COWEN AND COMPANY, LLC
By:   /s/ Rohit Manocha
  Name: Rohit Manocha
  Title: Managing Director

Agreed as of the date hereof

 

CLAIRE’S STORES, INC.
By:   /s/ Steve Sernett
  Name: Steve Sernett
  Title: SVP and General Counsel


Schedule I

The Company agrees to indemnify Cowen, each controlling person and each of their respective directors, officers, employees, agents, affiliates and representatives (each of the foregoing, an “Indemnified Party”) and hold each of them harmless against any and all losses, claims, damages, expenses, liabilities, joint or several (collectively, “Liabilities”) to which the Indemnified Parties may become subject arising in any manner out of or in connection with the letter agreement to which this Schedule I is attached (the “Letter Agreement”) or otherwise in connection with any services rendered by Cowen whether before or after the date of this Letter Agreement, unless it is finally judicially determined that the Liabilities resulted primarily from the bad faith, gross negligence or willful misconduct of Cowen. The Company further agrees to reimburse each Indemnified Party immediately upon request for all reasonable out-of-pocket expenses (including attorneys’ fees and expenses) as they are incurred in connection with the investigation of, preparation for, defense of, or providing evidence in, any commenced or threatened action, claim, proceeding or investigation (including, without limitation, usual and customary per diem compensation for any Indemnified Party’s involvement in discovery proceedings or testimony), in connection with or as a result of either Cowen’s engagement or any matter referred to in the Letter Agreement whether or not Cowen is a party to such proceeding. The Company also agrees that no Indemnified Party shall have any liability (whether direct or indirect, in contract or tort or otherwise) to the Company or its securityholders or creditors related to or arising out of the engagement of Cowen pursuant to, or the performance by Cowen of the services contemplated by, the Letter Agreement, unless it is finally judicially determined that such liability resulted primarily from the bad faith gross negligence or willful misconduct of Cowen. The Company and Cowen will promptly notify the other party in writing of the assertion against it or any other person of any claim or the commencement of any action, proceeding or investigation relating to or arising out of any matter referred to in the Letter Agreement, including an Indemnified Party’s services thereunder; provided that Cowen’s failure to notify will not affect the Indemnified Parties’ right to indemnification except to the extent the Company is materially prejudiced thereby.
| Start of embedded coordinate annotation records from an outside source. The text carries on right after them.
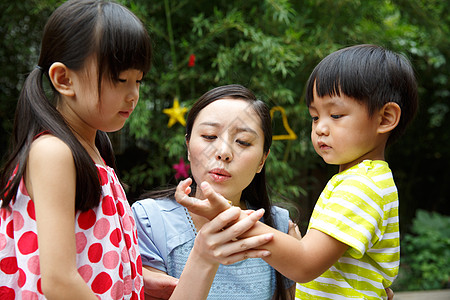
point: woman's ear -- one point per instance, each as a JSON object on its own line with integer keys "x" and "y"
{"x": 389, "y": 117}
{"x": 187, "y": 147}
{"x": 59, "y": 75}
{"x": 262, "y": 162}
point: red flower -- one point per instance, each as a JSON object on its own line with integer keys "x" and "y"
{"x": 191, "y": 61}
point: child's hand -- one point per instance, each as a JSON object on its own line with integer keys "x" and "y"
{"x": 208, "y": 208}
{"x": 157, "y": 284}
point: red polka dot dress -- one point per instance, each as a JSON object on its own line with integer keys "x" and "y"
{"x": 108, "y": 258}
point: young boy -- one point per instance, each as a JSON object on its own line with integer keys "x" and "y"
{"x": 360, "y": 99}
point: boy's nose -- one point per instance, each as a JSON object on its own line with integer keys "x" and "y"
{"x": 224, "y": 152}
{"x": 322, "y": 129}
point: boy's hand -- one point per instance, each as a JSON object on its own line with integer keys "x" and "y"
{"x": 209, "y": 208}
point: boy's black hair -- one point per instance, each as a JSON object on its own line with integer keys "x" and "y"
{"x": 371, "y": 75}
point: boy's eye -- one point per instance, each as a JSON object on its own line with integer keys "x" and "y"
{"x": 243, "y": 143}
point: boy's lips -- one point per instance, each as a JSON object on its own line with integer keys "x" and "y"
{"x": 219, "y": 175}
{"x": 125, "y": 113}
{"x": 323, "y": 146}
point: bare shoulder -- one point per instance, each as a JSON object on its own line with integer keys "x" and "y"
{"x": 49, "y": 148}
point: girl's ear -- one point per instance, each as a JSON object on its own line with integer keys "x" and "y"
{"x": 59, "y": 75}
{"x": 262, "y": 162}
{"x": 389, "y": 117}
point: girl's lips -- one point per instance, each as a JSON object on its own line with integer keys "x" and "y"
{"x": 219, "y": 175}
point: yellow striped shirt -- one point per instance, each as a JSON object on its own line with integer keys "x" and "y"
{"x": 358, "y": 207}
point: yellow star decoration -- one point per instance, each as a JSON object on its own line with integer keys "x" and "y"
{"x": 176, "y": 113}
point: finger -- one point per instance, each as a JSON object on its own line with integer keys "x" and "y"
{"x": 222, "y": 220}
{"x": 244, "y": 255}
{"x": 182, "y": 194}
{"x": 216, "y": 200}
{"x": 294, "y": 230}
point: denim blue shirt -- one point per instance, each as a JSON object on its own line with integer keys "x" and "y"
{"x": 166, "y": 236}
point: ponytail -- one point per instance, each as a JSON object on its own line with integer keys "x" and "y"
{"x": 34, "y": 115}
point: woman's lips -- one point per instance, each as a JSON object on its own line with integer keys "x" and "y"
{"x": 125, "y": 114}
{"x": 219, "y": 175}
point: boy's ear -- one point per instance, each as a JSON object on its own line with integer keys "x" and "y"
{"x": 59, "y": 75}
{"x": 187, "y": 146}
{"x": 389, "y": 117}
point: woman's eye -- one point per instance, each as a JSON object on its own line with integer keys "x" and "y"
{"x": 209, "y": 137}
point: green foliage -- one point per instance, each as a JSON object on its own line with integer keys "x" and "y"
{"x": 425, "y": 254}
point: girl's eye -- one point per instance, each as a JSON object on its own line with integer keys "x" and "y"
{"x": 241, "y": 142}
{"x": 209, "y": 137}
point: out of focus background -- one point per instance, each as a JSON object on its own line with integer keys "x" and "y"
{"x": 271, "y": 47}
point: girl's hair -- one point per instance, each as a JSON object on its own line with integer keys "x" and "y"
{"x": 76, "y": 30}
{"x": 255, "y": 194}
{"x": 371, "y": 75}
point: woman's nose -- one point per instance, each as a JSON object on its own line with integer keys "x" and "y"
{"x": 224, "y": 152}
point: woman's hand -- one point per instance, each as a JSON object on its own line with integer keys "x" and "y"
{"x": 219, "y": 243}
{"x": 208, "y": 208}
{"x": 157, "y": 284}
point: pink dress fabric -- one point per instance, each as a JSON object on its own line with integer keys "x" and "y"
{"x": 107, "y": 257}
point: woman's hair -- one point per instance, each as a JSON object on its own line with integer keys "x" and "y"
{"x": 76, "y": 30}
{"x": 371, "y": 75}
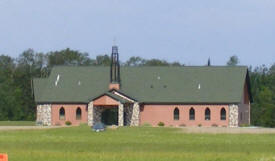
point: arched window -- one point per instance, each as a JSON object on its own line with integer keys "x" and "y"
{"x": 78, "y": 113}
{"x": 192, "y": 114}
{"x": 207, "y": 114}
{"x": 62, "y": 113}
{"x": 223, "y": 114}
{"x": 176, "y": 114}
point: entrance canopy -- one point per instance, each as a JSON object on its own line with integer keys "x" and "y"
{"x": 111, "y": 99}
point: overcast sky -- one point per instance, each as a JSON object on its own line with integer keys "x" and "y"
{"x": 188, "y": 31}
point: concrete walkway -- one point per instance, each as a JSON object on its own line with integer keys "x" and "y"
{"x": 225, "y": 130}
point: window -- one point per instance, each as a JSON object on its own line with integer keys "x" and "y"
{"x": 78, "y": 113}
{"x": 207, "y": 114}
{"x": 223, "y": 114}
{"x": 176, "y": 114}
{"x": 192, "y": 114}
{"x": 62, "y": 113}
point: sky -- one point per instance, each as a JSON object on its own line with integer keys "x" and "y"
{"x": 188, "y": 31}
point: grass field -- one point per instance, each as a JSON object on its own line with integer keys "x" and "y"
{"x": 134, "y": 143}
{"x": 17, "y": 123}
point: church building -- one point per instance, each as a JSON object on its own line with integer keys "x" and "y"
{"x": 133, "y": 96}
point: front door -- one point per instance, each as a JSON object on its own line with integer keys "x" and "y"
{"x": 110, "y": 116}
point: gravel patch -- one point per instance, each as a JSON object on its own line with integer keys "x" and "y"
{"x": 229, "y": 130}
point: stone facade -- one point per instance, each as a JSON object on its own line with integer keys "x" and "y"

The Company agrees that, without an Indemnified Party’s prior written consent, which consent shall not be unreasonably withheld, it will not settle, compromise or consent to the entry of any judgment in any commenced or threatened claim, action, proceeding or investigation in respect of which indemnification could be sought under the indemnification provisions of the Letter Agreement (whether or not Cowen or any other Indemnified Party is an actual or potential party to such claim, action, proceeding or investigation).

The Company and Cowen agree that if any indemnification or reimbursement sought pursuant to the preceding paragraph is for any reason unavailable or insufficient to hold it harmless (except by reason of the gross negligence or willful misconduct of Cowen) then, whether or not Cowen is the person entitled to indemnification or reimbursement, the Company and Cowen shall contribute to the Liabilities for which such indemnification or reimbursement is held unavailable.